Reed Smith LLP, having failed to secure arbitration for a former client's suit accusing it of botching an insurance settlement connected to a fire at a historic suburban Philadelphia mansion, asked a Pennsylvania state court judge last week to toss the suit.
In an answer to homeowner Jerold Batoff’s complaint, the firm argued that attorney Douglas Widin told him not to settle with insurer Chartis Property Casualty Co. as long as he was still in a dispute with the tenant of Bloomfield, a historic residence designed by renowned architect Horace Trumbauer.
At the time of the fire, according to the February 2015 complaint, Batoff was working to sell the home to two Canadian citizens — Dean Topolinski and Julie Charbonneau — who were leasing the property during the process.
Batoff alleged that Widin’s failure to include the tenants in a settlement with insurer Chartis Property Casualty Co. left him responsible for indemnifying Chartis against their claims.
“Plaintiff was advised of the indemnity clause in the Chartis release and the potential risk of entering into such an agreement with the pending dispute between him and Charbonneau and was advised not to enter into the agreement,” the firm responded.
The 2012 fire sparked a series of disputes between the Batoff and Charbonneau over the rights to the proceeds of Batoff’s insurance policy with Chartis, which had a limit of $22.4 million.
According to Batoff’s complaint, Widin and Reed Smith launched a declaratory judgment suit on his behalf against Charbonneau and Topolinski, arguing that Batoff was the only insured party.
Batoff said that while that litigation unfolded, Widin negotiated his insurance settlement with Chartis, which when finalized in October 2012 included a provision that Batoff would indemnify the insurer for any claims launched by the two tenants.
Once they received word of the settlement, Charbonneau and Topolinski received an order freezing Batoff’s receipt of the insurance proceeds until the end of the fight over who had rights to the payments under the policy.
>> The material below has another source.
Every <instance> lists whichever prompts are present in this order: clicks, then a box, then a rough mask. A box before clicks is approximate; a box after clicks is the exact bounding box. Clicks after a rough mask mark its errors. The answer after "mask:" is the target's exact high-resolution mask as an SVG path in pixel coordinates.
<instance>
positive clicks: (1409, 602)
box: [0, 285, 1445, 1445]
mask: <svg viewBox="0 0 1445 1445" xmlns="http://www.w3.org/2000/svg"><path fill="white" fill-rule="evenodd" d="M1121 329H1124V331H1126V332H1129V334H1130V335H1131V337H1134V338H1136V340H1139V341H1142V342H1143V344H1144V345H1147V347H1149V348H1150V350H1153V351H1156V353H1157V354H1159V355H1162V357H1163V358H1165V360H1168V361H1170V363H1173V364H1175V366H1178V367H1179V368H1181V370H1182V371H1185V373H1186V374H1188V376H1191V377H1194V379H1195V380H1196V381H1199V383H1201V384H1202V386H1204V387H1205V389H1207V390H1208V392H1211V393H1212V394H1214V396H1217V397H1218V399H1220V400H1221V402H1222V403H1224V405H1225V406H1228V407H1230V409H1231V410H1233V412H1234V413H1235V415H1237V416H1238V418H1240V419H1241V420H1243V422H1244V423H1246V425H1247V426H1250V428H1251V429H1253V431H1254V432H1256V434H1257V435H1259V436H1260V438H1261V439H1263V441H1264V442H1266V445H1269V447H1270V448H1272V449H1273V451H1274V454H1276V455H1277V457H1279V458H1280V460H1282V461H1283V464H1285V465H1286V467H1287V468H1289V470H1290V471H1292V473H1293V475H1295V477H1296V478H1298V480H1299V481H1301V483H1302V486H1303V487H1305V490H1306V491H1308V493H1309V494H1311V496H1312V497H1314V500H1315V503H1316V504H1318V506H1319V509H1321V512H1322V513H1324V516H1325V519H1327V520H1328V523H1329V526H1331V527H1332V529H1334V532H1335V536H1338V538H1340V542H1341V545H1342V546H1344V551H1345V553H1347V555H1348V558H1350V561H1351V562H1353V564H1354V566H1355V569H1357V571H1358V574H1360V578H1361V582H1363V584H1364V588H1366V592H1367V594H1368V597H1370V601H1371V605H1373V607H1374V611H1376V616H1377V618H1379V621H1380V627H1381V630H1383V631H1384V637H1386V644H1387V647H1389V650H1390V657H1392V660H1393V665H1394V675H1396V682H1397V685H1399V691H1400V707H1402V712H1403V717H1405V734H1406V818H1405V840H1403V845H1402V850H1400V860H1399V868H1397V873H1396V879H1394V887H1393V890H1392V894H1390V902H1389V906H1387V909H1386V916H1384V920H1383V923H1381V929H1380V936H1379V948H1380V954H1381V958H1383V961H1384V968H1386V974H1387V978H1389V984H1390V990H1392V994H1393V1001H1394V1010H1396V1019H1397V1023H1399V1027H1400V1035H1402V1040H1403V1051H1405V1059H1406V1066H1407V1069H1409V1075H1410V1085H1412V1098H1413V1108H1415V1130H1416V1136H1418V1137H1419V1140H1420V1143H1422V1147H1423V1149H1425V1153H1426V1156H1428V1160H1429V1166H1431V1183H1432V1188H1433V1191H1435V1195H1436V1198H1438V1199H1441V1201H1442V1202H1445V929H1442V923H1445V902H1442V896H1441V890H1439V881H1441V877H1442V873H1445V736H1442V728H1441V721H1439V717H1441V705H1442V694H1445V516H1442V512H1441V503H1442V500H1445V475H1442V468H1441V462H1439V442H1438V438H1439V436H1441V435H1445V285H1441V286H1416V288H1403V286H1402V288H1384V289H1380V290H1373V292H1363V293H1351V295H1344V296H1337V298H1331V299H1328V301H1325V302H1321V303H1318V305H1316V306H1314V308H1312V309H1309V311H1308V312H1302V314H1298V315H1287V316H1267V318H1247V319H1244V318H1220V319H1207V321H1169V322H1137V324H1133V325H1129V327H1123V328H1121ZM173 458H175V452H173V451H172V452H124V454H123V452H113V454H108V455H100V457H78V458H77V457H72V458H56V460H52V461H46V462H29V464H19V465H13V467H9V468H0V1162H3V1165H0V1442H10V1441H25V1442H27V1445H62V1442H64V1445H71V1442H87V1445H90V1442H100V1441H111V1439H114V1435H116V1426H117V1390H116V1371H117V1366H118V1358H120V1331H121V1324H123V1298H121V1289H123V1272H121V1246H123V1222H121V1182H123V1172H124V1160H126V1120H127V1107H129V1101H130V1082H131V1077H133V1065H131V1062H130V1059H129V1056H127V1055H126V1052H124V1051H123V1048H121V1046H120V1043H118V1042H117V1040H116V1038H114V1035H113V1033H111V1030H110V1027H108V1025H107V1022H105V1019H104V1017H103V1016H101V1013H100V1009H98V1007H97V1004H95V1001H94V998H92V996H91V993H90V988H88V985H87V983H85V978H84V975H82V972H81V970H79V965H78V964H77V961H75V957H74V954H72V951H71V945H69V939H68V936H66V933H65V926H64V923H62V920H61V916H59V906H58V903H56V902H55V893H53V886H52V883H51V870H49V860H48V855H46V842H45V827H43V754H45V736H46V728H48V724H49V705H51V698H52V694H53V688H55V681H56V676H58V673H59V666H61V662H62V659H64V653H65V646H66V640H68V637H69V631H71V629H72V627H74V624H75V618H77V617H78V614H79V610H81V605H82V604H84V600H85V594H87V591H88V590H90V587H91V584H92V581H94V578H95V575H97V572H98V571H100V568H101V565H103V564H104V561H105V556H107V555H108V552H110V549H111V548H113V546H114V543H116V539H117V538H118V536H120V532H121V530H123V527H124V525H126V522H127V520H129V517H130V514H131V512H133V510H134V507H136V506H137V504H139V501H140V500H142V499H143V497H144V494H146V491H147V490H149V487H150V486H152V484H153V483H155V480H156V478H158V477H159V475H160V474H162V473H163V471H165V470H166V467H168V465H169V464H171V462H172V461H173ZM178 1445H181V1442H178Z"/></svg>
Some of the $20.5 million insurance settlement had already been paid out by Chartis for limited restoration and construction work, and the remaining $17.4 million was directed into escrow, according to the complaint.
Batoff then reached a settlement with Charbonneau and Topolinski in April 2013, in which the renters received $11 million of that sum and he held onto the remaining $6.4 million.
But in July 2013, Charbonneau filed a new federal suit against Chartis, seeking additional insurance proceeds and levying breach of contract and bad faith claims.
Charbonneau lost her suit in September following a bench trial, but Batoff said in his complaint that he was responsible for paying the insurer’s defense costs, which had cost $500,000 at the time of the complaint.
In the firm’s most recent filing, it argued that Batoff had hired other counsel to provide advice over the settlements with Chartis and Charbonneau. It said that Batoff reached the settlement with Charbonneau at a mediation without any Reed Smith lawyers present, and that he failed to secure a release from her of any rights that she was claiming under the Chartis policy.
“If plaintiff had obtained a release from Charbonneau or agreement not to sue Chartis, then plaintiff’s indemnity obligation would have been avoided,” the filing said.
The firm also disputed Batoff's contention that he was chargedmore than $200,000 in legal fees, and said that he did not pay all his bills.
In April, a Philadelphia judge denied the firm’s efforts to move the dispute to arbitration, after finding that the agreement was not enforceable. Reed Smith initially appealed the decision, but later withdrew its challenge.
Counsel for Batoff did not immediately respond to a request for comment. A spokesman for the firm declined to comment.
Batoff is represented by Jack A. Meyerson and Debora A. O’Neill of Meyerson & O’Neill.
Reed Smith is represented by Nicholas M. Centrella and Aya M. Salem of Conrad O'Brien PC.
The case is Batoff v. Widin et al., case number 2014102350, in the Philadelphia County Court of Common Pleas.